French court rejected a lawsuit that was filed by five victims of the French nuclear tests in the south of Algeria and French Polynesia, in response to the rejection of the French Defense Ministry to the requests that were filed by the concerned to claim compensation for being affected by exposure to nuclear radiation during their military service.

 

Widows of the five French soldiers, who were victims of nuclear tests, because they worked in places where nuclear tests, have raised judicial claims asking for compensation, but a specialized administrative court, announced last weekend, that it rejects these calls, while it deferred to consider two more files to the middle of April, as these files were deposited by the victims on July 2011, on the backdrop of rejecting their demands of compensation.

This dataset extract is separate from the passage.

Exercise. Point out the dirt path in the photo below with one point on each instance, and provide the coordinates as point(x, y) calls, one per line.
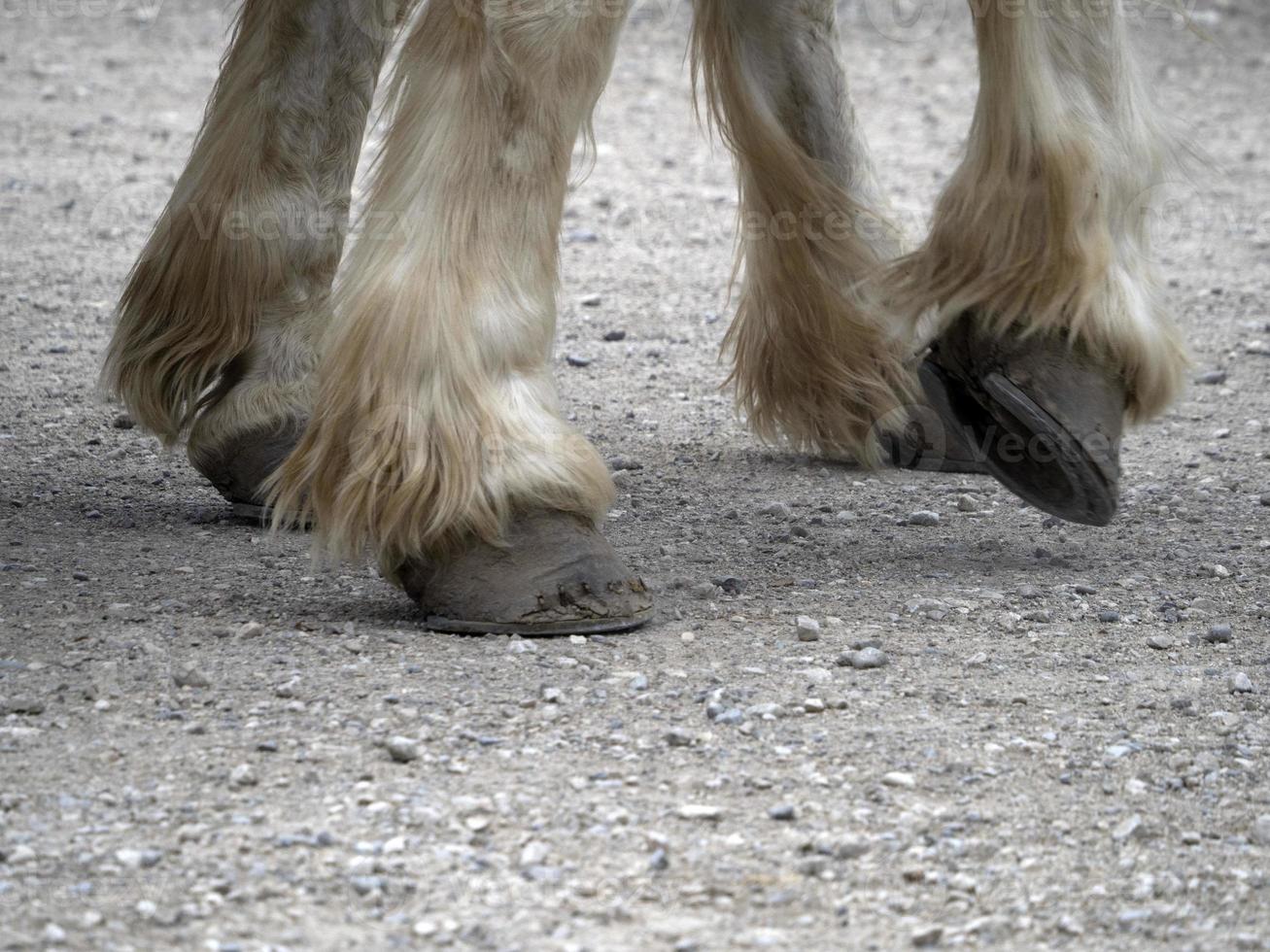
point(194, 723)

Judicial decision led to the intervention of the Association of Victims of ancient nuclear tests, to demand the abolition of the law that was prepared by Herve Morin, Defense Minister in the former government of Francois Fillon, as reported by French media, as the defense lawyer of the victims decided to appeal against the rejection decision, and the lawyer Licel Labbruni, expressed confidence in accepting the appeal, and criticized the  law, describing it as non homogenized.

Controversy still exists about the duration of the French nuclear tests in Algeria and, if everyone agrees that the beginning was on 13 February 1960, by bombing its first nuclear test in Reggan, southwestern Algeria, and there is talk of these experiments continued to the end of the seventies and not in 1966, as is commonly known.